What I’m going to share with you is one of my BIGGEST frustrations as step-parent that happens when I am out in public with my two boys.
This is a question that I DREAD answering!
So BIG that I stumble over my words and even awkwardly laugh at the question.
BUT at the SAME time, I am boiling inside with the degradation that it means for myself and the boys.
Busy weekday afternoon at Sams Club, or Costco (it happens at both, but more often at Sams Club), needing to get from my school, to the boys’ school, to the store, to their sports practice, to dinner, and beyond. Every one knows this struggle.
Not only that, but every parent knows the struggle of needing to get through the grocery store quickly and efficiently without a meltdown or forgetting something, because one of those is bound to happen. Thankfully with the boys’ ages, it has become a much more effective trip to the grocery store, but there are still the arguments and the “I want” and “Can I have?” even now.
The shopping is over and I have a full conveyor belt neatly organized and ready to be scanned efficiently and quickly; because let’s be real, I had a whole plan when putting the groceries into my cart and then onto the conveyor belt that clearly means business and I’m in a hurry.
The check-out lady (it’s always a lady/girl that asks this question) is scanning my items, while the boys are jumping around at the end of the cart, watching everything be loaded, while continuing to ask, “Mom, can I have?” or simply, “Hey Mom!”
When all of a sudden, the STARE happens.
The stare between looking at the boys and looking at my face. The stare of puzzlement in their head that doesn’t just stay in their head, but COMES OUT!
“These are your kids?” questions the check-out lady.
Then, the stare and smile come from not only me, but from the boys as well, where they look at me and I look at them and we smile at each other. Apparently smiling at one another is never a clear indicator that we are mother and sons, so here it comes…
The second and third question mixed into one…
“But you’re so young? How old were you when you had them?”
How do I answer?!
Do I answer with, “Yes, I was 14 when I had him”, or “No, they’re my step-sons” or “No, I’m their step-mom”?
Which one am I SUPPOSE to choose??
Because honestly, there isn’t a one correct answer for any of those options.
I would never answer the question of “How old were you when you had them?” with the answer they might be expecting. Because the simple truth is, I did not give birth to him at 14 years old. The truth is, they were was placed in my life at 21 years old. At 21 years old, I made a decision to begin a relationship with a man that I knew had “baggage”. At 21 years old, the Lord knew that this tiny family needed me to not only take care of them, but to build them all up in their faith. During my 22nd year, I became a full-time mom overnight (literally). The year I became a full-time mom, I was still 22, the boys were in 1st and 2nd grade, and I was finishing up my credentials. By the end of their 1st and 2nd grade school year, I was 23 years old, student teaching, and engaged to their dad.

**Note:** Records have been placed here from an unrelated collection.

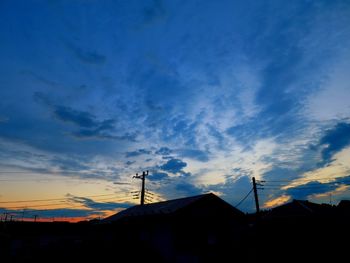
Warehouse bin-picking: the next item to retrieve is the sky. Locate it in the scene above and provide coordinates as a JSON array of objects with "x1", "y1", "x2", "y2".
[{"x1": 0, "y1": 0, "x2": 350, "y2": 221}]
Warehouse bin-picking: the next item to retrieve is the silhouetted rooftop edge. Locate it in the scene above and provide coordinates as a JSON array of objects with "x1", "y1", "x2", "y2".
[{"x1": 103, "y1": 193, "x2": 244, "y2": 222}]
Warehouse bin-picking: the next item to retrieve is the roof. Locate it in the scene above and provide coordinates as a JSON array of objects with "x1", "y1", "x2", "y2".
[
  {"x1": 338, "y1": 200, "x2": 350, "y2": 209},
  {"x1": 267, "y1": 199, "x2": 332, "y2": 217},
  {"x1": 104, "y1": 193, "x2": 243, "y2": 222}
]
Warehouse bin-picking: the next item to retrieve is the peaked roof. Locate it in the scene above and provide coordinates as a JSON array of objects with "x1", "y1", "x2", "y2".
[
  {"x1": 103, "y1": 193, "x2": 243, "y2": 222},
  {"x1": 267, "y1": 199, "x2": 332, "y2": 217}
]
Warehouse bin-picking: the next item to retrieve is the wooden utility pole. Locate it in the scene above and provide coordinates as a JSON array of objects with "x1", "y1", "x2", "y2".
[
  {"x1": 252, "y1": 177, "x2": 260, "y2": 215},
  {"x1": 133, "y1": 171, "x2": 148, "y2": 205}
]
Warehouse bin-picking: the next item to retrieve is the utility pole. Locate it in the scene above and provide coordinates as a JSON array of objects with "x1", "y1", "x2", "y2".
[
  {"x1": 133, "y1": 171, "x2": 148, "y2": 205},
  {"x1": 252, "y1": 177, "x2": 260, "y2": 216}
]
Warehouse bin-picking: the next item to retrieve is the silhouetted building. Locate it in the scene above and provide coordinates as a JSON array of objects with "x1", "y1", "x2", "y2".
[
  {"x1": 265, "y1": 199, "x2": 333, "y2": 219},
  {"x1": 103, "y1": 193, "x2": 245, "y2": 262}
]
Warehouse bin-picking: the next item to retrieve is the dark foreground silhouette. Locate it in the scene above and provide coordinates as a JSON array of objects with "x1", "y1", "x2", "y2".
[{"x1": 0, "y1": 194, "x2": 350, "y2": 262}]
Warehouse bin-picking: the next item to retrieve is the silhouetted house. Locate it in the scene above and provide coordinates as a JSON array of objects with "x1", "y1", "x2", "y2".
[
  {"x1": 265, "y1": 199, "x2": 332, "y2": 219},
  {"x1": 103, "y1": 193, "x2": 245, "y2": 262}
]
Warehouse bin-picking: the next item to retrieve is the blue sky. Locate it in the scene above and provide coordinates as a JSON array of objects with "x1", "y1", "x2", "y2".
[{"x1": 0, "y1": 0, "x2": 350, "y2": 219}]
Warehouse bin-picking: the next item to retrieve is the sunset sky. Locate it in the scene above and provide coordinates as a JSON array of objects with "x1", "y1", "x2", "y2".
[{"x1": 0, "y1": 0, "x2": 350, "y2": 221}]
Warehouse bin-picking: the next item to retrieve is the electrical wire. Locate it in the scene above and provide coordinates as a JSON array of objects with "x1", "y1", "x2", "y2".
[{"x1": 235, "y1": 188, "x2": 253, "y2": 208}]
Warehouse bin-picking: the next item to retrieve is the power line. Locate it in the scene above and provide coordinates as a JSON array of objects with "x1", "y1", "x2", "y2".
[
  {"x1": 235, "y1": 188, "x2": 253, "y2": 208},
  {"x1": 3, "y1": 197, "x2": 130, "y2": 212},
  {"x1": 0, "y1": 192, "x2": 131, "y2": 204},
  {"x1": 264, "y1": 177, "x2": 346, "y2": 183}
]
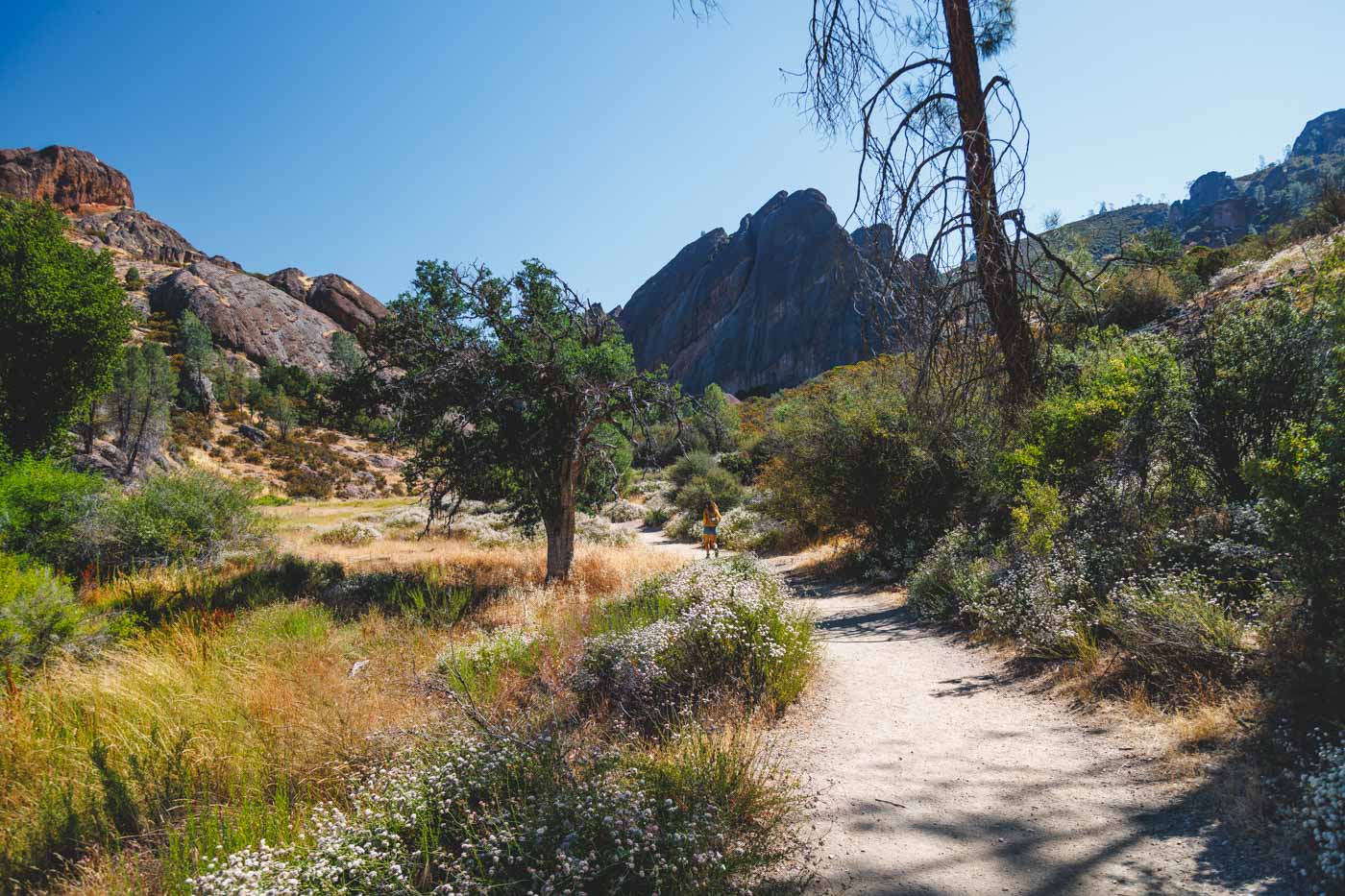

When I answer those questions at the store, I know the correct answer is suppose to be “They’re my step-sons or I’m their step-mom”. I know that! I know that is what the world wants me to say. But when I look in their eyes and I say the words “step-sons”, it BREAKS my heart! Because they know those words aren’t truly either.
They are not my step-sons, they are my children. I have raised them and groomed them into the young gentleman they are today. I may not have been there for the diaper changes and the potty training, but I am here now. I’m here for the daily struggles of homework and shuttling them to different practices. I’m here every day to teach them what their responsibilities are in our home and in the world.
But how do you explain that to a check out lady at Sams Club?
Step-parents out there, how do you deal with these types of questions?
What’s your biggest frustration as a step-parent?